- Born: 1943
- Died: 20 July 2020 (aged 77) Johannesburg, South Africa
- Occupation: Actor
- Years active: 1987–2020
- Children: 2

= Allen Booi =

South African actor (1943-2020)

Allen Booi (1943 – 20 July 2020) was a South African actor. He was best known for his roles in the series Tsha Tsha and After Nine.

==Career==
In 1988, Booi made his film debut with Mercenary Fighters directed by Riki Shelach. He also appeared in the films Diamond in the Rough and Act of Piracy.
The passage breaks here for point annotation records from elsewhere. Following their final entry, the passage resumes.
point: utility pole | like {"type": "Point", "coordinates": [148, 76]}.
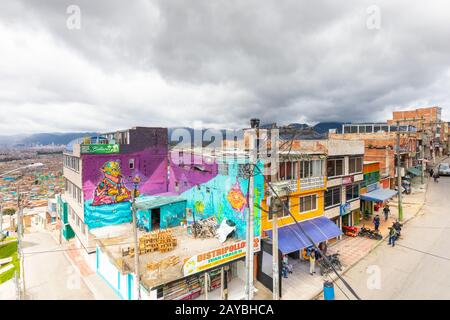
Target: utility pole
{"type": "Point", "coordinates": [275, 258]}
{"type": "Point", "coordinates": [399, 177]}
{"type": "Point", "coordinates": [1, 217]}
{"type": "Point", "coordinates": [19, 246]}
{"type": "Point", "coordinates": [137, 278]}
{"type": "Point", "coordinates": [422, 153]}
{"type": "Point", "coordinates": [249, 287]}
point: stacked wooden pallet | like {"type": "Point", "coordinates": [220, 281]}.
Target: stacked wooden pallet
{"type": "Point", "coordinates": [161, 240]}
{"type": "Point", "coordinates": [166, 241]}
{"type": "Point", "coordinates": [205, 228]}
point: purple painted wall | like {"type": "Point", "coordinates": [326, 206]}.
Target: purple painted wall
{"type": "Point", "coordinates": [187, 171]}
{"type": "Point", "coordinates": [150, 165]}
{"type": "Point", "coordinates": [108, 178]}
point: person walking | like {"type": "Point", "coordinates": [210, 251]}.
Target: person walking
{"type": "Point", "coordinates": [398, 227]}
{"type": "Point", "coordinates": [376, 222]}
{"type": "Point", "coordinates": [386, 212]}
{"type": "Point", "coordinates": [312, 262]}
{"type": "Point", "coordinates": [393, 234]}
{"type": "Point", "coordinates": [436, 176]}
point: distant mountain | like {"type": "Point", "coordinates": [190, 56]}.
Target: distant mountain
{"type": "Point", "coordinates": [41, 139]}
{"type": "Point", "coordinates": [324, 127]}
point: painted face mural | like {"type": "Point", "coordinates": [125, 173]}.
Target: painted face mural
{"type": "Point", "coordinates": [111, 189]}
{"type": "Point", "coordinates": [236, 198]}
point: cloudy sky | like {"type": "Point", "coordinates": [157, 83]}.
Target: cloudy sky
{"type": "Point", "coordinates": [217, 63]}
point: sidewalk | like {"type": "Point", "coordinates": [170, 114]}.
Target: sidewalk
{"type": "Point", "coordinates": [300, 285]}
{"type": "Point", "coordinates": [93, 281]}
{"type": "Point", "coordinates": [353, 250]}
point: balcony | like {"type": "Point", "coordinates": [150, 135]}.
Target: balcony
{"type": "Point", "coordinates": [284, 188]}
{"type": "Point", "coordinates": [312, 183]}
{"type": "Point", "coordinates": [93, 145]}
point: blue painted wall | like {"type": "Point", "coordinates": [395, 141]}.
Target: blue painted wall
{"type": "Point", "coordinates": [213, 198]}
{"type": "Point", "coordinates": [171, 216]}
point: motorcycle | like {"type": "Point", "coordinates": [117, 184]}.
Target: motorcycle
{"type": "Point", "coordinates": [327, 266]}
{"type": "Point", "coordinates": [371, 234]}
{"type": "Point", "coordinates": [350, 231]}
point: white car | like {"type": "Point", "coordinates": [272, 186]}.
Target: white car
{"type": "Point", "coordinates": [444, 169]}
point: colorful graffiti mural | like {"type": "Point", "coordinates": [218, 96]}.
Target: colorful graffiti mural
{"type": "Point", "coordinates": [108, 182]}
{"type": "Point", "coordinates": [111, 188]}
{"type": "Point", "coordinates": [225, 197]}
{"type": "Point", "coordinates": [236, 198]}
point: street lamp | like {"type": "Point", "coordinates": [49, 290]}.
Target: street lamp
{"type": "Point", "coordinates": [137, 278]}
{"type": "Point", "coordinates": [30, 166]}
{"type": "Point", "coordinates": [19, 223]}
{"type": "Point", "coordinates": [33, 165]}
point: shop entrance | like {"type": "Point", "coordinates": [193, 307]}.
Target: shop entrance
{"type": "Point", "coordinates": [265, 260]}
{"type": "Point", "coordinates": [156, 218]}
{"type": "Point", "coordinates": [347, 220]}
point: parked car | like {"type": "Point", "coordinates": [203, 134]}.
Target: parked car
{"type": "Point", "coordinates": [444, 169]}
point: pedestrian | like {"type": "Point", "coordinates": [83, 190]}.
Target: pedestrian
{"type": "Point", "coordinates": [398, 227]}
{"type": "Point", "coordinates": [386, 212]}
{"type": "Point", "coordinates": [436, 176]}
{"type": "Point", "coordinates": [286, 264]}
{"type": "Point", "coordinates": [312, 262]}
{"type": "Point", "coordinates": [392, 236]}
{"type": "Point", "coordinates": [376, 222]}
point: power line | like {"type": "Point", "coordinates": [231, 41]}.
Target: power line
{"type": "Point", "coordinates": [309, 238]}
{"type": "Point", "coordinates": [424, 252]}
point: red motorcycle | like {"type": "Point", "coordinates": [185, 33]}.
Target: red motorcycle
{"type": "Point", "coordinates": [350, 231]}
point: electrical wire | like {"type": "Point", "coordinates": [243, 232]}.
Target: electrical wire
{"type": "Point", "coordinates": [310, 239]}
{"type": "Point", "coordinates": [424, 252]}
{"type": "Point", "coordinates": [269, 184]}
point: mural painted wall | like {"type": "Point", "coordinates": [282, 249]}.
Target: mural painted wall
{"type": "Point", "coordinates": [225, 196]}
{"type": "Point", "coordinates": [170, 213]}
{"type": "Point", "coordinates": [108, 183]}
{"type": "Point", "coordinates": [189, 170]}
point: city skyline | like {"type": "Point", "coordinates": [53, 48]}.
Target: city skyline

The following year in 1989, Booi made his television debut in Inkom' Edla Yodwa and appeared in the films In the Name of Blood and The Evil Below. He went on to play Gagashe in the series Ubambo Lwami.

In 2003, Booi joined the cast of the SABC 1 drama series Tsha Tsha as the character Mike, a role he played until 2006. In the meantime, he made supporting and guest appearances in series such as Zero Tolerance, Zone 14 and After 9. Then in 2007, he starred as Godfrey Xaba in the SABC1 miniseries After Nine.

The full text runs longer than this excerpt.